Doctor Joshua was surprised to see an expression almost like pain on the young convict's face. "Then what happened?" he encouraged, pulling the young man back to the here and now.

"Peace," Riddick answered, "The war council got overruled and both sides decided they were tired of dyin'. Called a ceasefire, started talking treaties. Things were real shaky, but it looked like both sides were serious this time. Sigma 3 Company was furious. They hadn't been pulled in till later, and didn't feel like they'd gotten a chance to earn their fair share so they started making plans of their own.
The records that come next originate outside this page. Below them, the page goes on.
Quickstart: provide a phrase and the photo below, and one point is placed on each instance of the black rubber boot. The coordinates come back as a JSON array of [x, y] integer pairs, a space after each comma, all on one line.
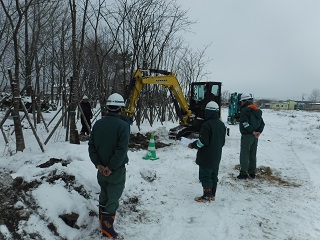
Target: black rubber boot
[[101, 209], [206, 197], [252, 175], [214, 189], [107, 226]]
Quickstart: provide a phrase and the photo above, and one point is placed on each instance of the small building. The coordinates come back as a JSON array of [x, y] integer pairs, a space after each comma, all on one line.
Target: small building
[[314, 106], [283, 105]]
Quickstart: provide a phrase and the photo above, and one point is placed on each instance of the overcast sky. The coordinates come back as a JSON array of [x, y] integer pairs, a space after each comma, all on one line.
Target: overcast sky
[[270, 48]]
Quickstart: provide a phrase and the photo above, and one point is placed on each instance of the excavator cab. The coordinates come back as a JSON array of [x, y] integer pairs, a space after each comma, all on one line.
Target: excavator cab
[[200, 94]]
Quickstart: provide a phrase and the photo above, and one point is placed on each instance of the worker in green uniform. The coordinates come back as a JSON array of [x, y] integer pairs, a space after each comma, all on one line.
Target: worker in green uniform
[[209, 145], [108, 146], [251, 126]]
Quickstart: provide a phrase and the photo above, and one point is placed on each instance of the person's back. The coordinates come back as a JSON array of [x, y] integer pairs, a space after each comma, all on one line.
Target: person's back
[[108, 146], [110, 137], [212, 135], [251, 125], [209, 145]]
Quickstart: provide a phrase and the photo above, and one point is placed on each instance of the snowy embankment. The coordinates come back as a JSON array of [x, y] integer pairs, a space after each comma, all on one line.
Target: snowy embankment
[[157, 203]]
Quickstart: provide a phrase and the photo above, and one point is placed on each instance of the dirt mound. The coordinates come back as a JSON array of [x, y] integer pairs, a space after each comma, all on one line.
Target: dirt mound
[[140, 141]]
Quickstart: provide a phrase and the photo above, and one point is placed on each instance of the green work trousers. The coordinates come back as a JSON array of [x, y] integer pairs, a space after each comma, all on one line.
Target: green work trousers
[[111, 189], [208, 177], [248, 153]]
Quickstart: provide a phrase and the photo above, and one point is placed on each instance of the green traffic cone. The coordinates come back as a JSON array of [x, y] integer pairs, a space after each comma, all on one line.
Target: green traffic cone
[[151, 154]]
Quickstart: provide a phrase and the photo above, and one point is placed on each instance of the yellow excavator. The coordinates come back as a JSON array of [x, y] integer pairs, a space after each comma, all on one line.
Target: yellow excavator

Carawa Colony was a quiet place. Some 300 families settled there, and they had taken in who knows how many refugees. Nickname was Haven. Sigma 3 Co decided they were going to mock up and take it out. They knew a place like Haven falling unprovoked would jumpstart the war machine with a vengeance. I informed Grycov of the plans, and he ordered me to go cold. I told him he needed to do something. I told him if he didn't, I would," the young convict stated grimly. "Well, he didn't. Turns out that Carawa was going to be his final bit of evidence. Stuff I had for him was mostly circumstantial; Sigma 3'd done a decent job of covering their tracks, but if Grycov could catch'em killin' civilians, it would nail Sigma 3's coffin shut. The lives of a lot of colonists Grycov didn't know were cheap next to the credits he'd have to shell out for almost 500 prolonged trials. Then I went and made it easy for him."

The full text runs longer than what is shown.